Thursday, April 7, 2011

EASY FREEZY Basic Vanilla Cookies + variations

"Easy freezy. Enjoy an oven-fresh cookie for afternoon tea, and freeze some dough for later."




Source: "Super Food Ideas Magazine December 2009/January 2010"

Ingredients
  • 150grams  butter, softened
  • 3/4 cup caster sugar
  • 1/2 teaspoon  vanilla extract
  • 1 egg, lightly beaten
  • 2 cups  plain flour
Method
  1. Preheat Oven to 180C/160C fan-forced. Line 2 baking trays with baking paper.
  2. Using an electric mixer, beat butter, sugar and vanilla until light and fluffy. Add egg. Beat to combine. Sift flour over butter mixture. Stir to combine. Place dough on a lightly floured surface. Roll dough into two 15cm long logs. Wrap each log in plastic wrap. Twist ends to seal. Freeze for 2 hours or until firm. (Not having my electric mixer accessable during the reno, I threw it all in my food processor and it worked a treat)
  3. Remove logs from freezer. Set aside for 5 minutes. Trim ends. Slice into 1cm-thick rounds. Place rounds, 3cm apart, on prepared baking trays. Bake for 16 to 18  minutes, swapping trays after 10 minutes, or until light golden. Cool on trays for 5 minutes. Transfer to wire rack to cool. Serve.


VARIATIONS
TRIPLE-CHOC COOKIES
Makes 40
Add 1/4 cup cocoa powder, sifted, 1/4 cup dark choc chips and 1/4 cup white choc chips after adding flour in step 2. Roll into two 20cm-long logs.

WHITE CHOCOLATE MACADAMIA COOKIES
Makes 40
Add 1/2 cup finely chopped macadamia nuts and 1/2 cup white choc chips with flour in step 2. Roll into two 20cm-long logs.

RAINBOW CHOC-CHIP COOKIES
Makes 40
Add 150g tub rainbow choc chips with flour in step 2. Roll into two 20cm-long logs.

STORAGE TIPS
To freeze - You can freeze dough logs at end of step 2 for up to 2 months.
To thaw - Remove logs from freezer. Set aside for 5 minutes to soften slightly.
To Bake - Follow step 3 of Basic Vanilla cookies. Store cookies in an airtight container for up to 1 week.

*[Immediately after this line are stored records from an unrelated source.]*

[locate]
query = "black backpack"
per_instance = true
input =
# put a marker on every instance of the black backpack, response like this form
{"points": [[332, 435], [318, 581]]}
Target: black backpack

I baked, all the flavours in one sitting, just doing half of one batch as vanilla and the other roll as the white choc and macadamia. With three batches I had 6 rolls, I baked only 4 and have 2 left in the freezer for that drop in visitor or late night treat. I managed to almost fill my large cookie jar.
I did find that the longer they were out of the freezer the easier they were to cut, however.